With the race for the White House so far dead heat, anyone looking to invest based on the likely outcome is flummoxed. Conventional wisdom holds that reelection for President Bush will benefit certain sectors, while a victory by Senator John Kerry will boost others (see BW Online, 8/20/04, "Bush or Kerry: The Impact on Stocks").
To Barry Ritholtz, chief market strategist at New York investment firm Maxim Group, that's the wrong way to look at it. It's not about the markets reacting to election worries. "It's the other way around," he says (see BW Online, 8/30/04, "Navigating an Election-Year Market").
BusinessWeek Online's Karyn McCormack corresponded with Ritholtz by e-mail about his take on the market and the election. Here are edited excerpts of their exchange:
Q: How do you think the upcoming Presidential election is affecting the stock market?
A: The markets are impacting the [race]. The capital markets act as a future discounting mechanism, anticipating economic conditions 6 months to 12 months into the future. Politics matters far less to asset managers than whether the economy is expanding or contracting. Markets may not always get it precisely right, but they come close enough that it's wise to pay attention to what they're saying.
Q: And what are the markets saying?
A: As the economy slowed down -- and in the beginning of the year, the market correctly anticipated that it would -- businesses became less likely to hire, to give raises, bonuses, etc. When people feel less secure about their own financial positions, they become less optimistic about the future. That makes them far less likely to buy equities.
That's why sell-offs in election years typically bode poorly for incumbents. The disconnect comes when voters assign credit or blame to the President for the economy's success or failure.

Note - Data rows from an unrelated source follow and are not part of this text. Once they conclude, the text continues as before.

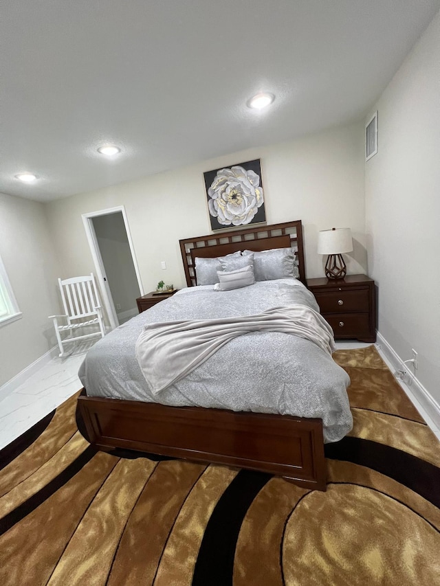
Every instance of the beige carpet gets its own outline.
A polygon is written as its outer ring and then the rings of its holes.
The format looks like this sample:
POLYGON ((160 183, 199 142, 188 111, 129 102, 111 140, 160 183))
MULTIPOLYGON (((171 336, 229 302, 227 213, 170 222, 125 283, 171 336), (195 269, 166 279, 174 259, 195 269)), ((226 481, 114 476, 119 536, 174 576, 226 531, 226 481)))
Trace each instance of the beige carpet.
POLYGON ((0 584, 440 584, 440 445, 373 346, 334 357, 355 423, 326 493, 97 453, 66 401, 0 453, 0 584))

Typically, Presidents have only a marginal impact on the economy, although it's arguable that this President may have had more influence than most. It's usually the Fed chairman who's the most influential economic player in Washington -- at least most of the time.
Q: Explain what you mean by "the market is a future discounting mechanism."

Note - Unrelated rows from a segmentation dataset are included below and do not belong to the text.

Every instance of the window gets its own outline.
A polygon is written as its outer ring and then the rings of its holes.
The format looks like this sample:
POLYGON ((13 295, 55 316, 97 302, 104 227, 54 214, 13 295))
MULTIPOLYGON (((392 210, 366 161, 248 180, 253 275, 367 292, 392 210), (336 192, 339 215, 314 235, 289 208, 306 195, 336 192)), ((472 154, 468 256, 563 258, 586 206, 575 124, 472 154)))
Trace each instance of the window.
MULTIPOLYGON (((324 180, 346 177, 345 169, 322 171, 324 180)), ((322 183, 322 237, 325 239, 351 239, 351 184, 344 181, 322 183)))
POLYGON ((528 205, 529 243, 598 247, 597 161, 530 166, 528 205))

A: Markets show you how much investors are collectively willing to pay for something -- in this case, a $1 of future earnings. With trillions of dollars at stake, Wall Street attracts the best and the brightest minds to crunch the numbers, do the legwork, check the channels -- and find any advantage they can in forecasting the economy. That's why the smart money -- typically, big funds and trading pros -- are so often right. They have a lot of intellectual firepower, and they've done all the heavy lifting.
Markets don't actually predict anything. But they reveal what all that homework by all those really bright people found out, because those people vote with their dollars. When the majority of all investing dollars -- collectively, "the market" -- anticipates robust economic growth, they become willing to pay more for future cash flow and earnings and the markets go higher.

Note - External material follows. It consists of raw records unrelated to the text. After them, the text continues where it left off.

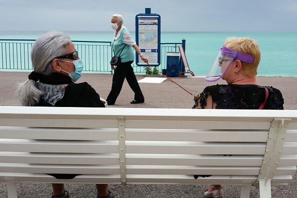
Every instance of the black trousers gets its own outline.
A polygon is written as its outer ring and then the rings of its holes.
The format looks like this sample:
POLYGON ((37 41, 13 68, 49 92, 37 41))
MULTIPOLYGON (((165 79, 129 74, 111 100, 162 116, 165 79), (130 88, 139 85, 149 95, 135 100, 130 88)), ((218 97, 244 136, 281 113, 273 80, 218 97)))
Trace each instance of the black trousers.
POLYGON ((112 90, 106 98, 108 104, 114 104, 116 102, 122 87, 125 78, 130 88, 134 92, 134 100, 141 102, 144 102, 144 97, 137 79, 136 79, 135 74, 133 71, 133 68, 131 66, 132 62, 132 60, 122 62, 120 66, 116 67, 112 77, 112 90))

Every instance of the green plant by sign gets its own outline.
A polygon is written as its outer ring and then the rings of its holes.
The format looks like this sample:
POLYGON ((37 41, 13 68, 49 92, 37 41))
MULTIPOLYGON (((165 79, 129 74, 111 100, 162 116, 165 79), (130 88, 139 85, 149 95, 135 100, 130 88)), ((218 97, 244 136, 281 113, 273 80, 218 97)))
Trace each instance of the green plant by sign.
POLYGON ((150 70, 148 66, 146 66, 144 67, 144 70, 146 70, 146 74, 147 75, 159 75, 159 71, 158 70, 156 66, 154 67, 152 71, 150 70))

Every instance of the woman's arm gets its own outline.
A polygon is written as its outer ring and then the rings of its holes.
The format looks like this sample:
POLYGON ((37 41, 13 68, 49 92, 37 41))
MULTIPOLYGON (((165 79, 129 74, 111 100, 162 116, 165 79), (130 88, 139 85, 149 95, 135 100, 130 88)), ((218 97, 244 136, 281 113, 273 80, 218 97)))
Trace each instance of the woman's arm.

Conversely, when investors expect a slowing economy, which means weaker revenue and lower earnings, they become less willing to "pay up" for earnings. That's what we have seen since January of this year -- the markets became less willing to pay a premium for future earnings.
Q: Who do you think will win the election?
A: I'm a numbers geek at heart, so I watch four quantitative factors that have had a strong historical correlation with incumbent electoral victory, regardless of party. The first is job creation, second is Presidential approval rating, third is percentage saying the country is going in the right or wrong direction, and the fourth is the Dow Jones industrial average performance in the first half of the election year.
The polls are saying this is a very close race, but all four of the above data points suggest the incumbent is in deep trouble. Over a four-year term, when job creation is less than 5%, studies have shown it's a huge negative for the occupant in the White House. As of last month, we were at a negative 0.8%.
We see recent surveys showing the incumbent polling less than a 50% job-approval rating, and for the "right/wrong direction" question, only 36% are answering "right direction." These are big negatives. The Dow started the year at 10,450. It has come up off the lows but is still down for the year. It's a minor negative.
Q: So you think Kerry will win?
A: Here's where things get tricky: Once all the quantitative data is in -- and assuming there's no "October Surprise" -- I look for an analogy with another, historically similar period. This includes economic data -- interest rates, taxes, unemployment, inflation -- as well as geopolitics.
What makes the 2004 election such a challenge to forecast is that we have never seen a Presidential term with a burst market bubble, a recession, a major terrorist attack on U.S. soil, a big tax cut, and not one, but two, wars. So without an analogous comparable, making a prediction with a high degree of confidence becomes quite problematic -- it's just a crapshoot.
If you won't let me weasel out of giving an answer, then I'll fall back on quant work. All four data points suggest the incumbent gets defeated in November.
Q: Doesn't Wall Street typically prefer Republican Presidents?
A: Ideally, the Street prefers a divided government: The best stock markets of the past three decades have been under Presidents Reagan and Clinton. Reagan was a Republican with a Democratic Congress, while Clinton was a Democrat with a Republican Congress.
Gridlock works because it forces both sides to the middle. Pragmatic moderation is an effective economic policy. Hard-core ideological approaches tend to be disastrous.